Well, well!
On International Women's Day homage is paid to the Honourable Susanna Noel 'who with her son Baptist, 3rd earl of Gainsborough, gave this well together with 6 acres of land to the use and benefit of the poor of Hampstead 20th December 1698'. The motto says:
Drink Traveller and with Strength renewed
Let a kind Thought be given
To Her who has thy thirst subdued
Then render Thanks to Heaven
The generosity of the Hon. Susanna, recently widowed when she gave this Christmas present to the Hampstead poor (of which, unlike today, there were many), should not be scoffed at as simply seeking a reward in Heaven.
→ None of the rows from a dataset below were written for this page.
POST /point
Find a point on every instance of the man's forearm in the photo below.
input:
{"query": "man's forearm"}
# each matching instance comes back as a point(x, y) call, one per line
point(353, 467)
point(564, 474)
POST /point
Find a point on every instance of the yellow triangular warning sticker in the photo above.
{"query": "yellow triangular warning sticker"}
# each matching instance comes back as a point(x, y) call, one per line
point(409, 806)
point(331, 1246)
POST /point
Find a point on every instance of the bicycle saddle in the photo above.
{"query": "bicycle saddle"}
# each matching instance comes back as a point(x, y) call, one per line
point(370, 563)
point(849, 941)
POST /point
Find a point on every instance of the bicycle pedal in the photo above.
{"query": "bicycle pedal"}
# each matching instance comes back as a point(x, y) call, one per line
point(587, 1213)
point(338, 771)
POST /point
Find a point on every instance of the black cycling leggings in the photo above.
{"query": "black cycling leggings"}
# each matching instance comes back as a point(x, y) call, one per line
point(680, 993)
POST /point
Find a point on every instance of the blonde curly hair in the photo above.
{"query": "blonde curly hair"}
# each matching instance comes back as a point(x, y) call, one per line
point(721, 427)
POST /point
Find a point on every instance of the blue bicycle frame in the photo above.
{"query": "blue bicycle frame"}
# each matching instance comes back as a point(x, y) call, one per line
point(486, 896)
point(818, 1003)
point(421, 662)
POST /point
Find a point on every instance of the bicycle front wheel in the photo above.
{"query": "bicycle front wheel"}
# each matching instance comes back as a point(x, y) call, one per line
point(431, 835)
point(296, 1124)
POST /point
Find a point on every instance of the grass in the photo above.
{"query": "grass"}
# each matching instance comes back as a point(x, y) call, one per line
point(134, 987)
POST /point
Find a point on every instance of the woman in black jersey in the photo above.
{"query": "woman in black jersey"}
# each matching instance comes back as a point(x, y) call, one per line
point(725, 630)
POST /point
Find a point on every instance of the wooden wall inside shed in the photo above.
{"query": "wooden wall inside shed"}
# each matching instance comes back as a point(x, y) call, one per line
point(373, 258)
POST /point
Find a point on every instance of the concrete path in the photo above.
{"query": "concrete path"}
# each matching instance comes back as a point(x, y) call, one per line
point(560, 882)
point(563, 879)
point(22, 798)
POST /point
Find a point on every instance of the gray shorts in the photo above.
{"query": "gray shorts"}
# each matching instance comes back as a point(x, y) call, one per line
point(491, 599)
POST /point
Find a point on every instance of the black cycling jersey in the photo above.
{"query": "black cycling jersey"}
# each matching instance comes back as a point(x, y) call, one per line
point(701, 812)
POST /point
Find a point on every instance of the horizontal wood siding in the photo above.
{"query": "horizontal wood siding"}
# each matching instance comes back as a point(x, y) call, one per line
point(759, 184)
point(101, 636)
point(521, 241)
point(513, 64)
The well draws upon the chalybeate spring discovered a few years earlier. Its ferruginous waters, although famously foul-tasting, were highly regarded as a remedy for neurosis, hysteria and of course anaemia - all conditions, it must be said, to which women were judged particularly prone. Flasks of well water would be bottled here to be sold in London at the Eagle and Child in Fleet Street every morning at 3 pence per flask; and conveyed to persons at their own homes for one penny per flask more. The flask to be returned daily.
So, a nice little earner for Hampstead folk who were prepared to get up early, fill the flasks, walk the few miles down to the pub in Fleet St., deliver (and collect) the flasks to customers, and trudge back up the hill at the end of the day a bob or two richer - all thanks to Sue.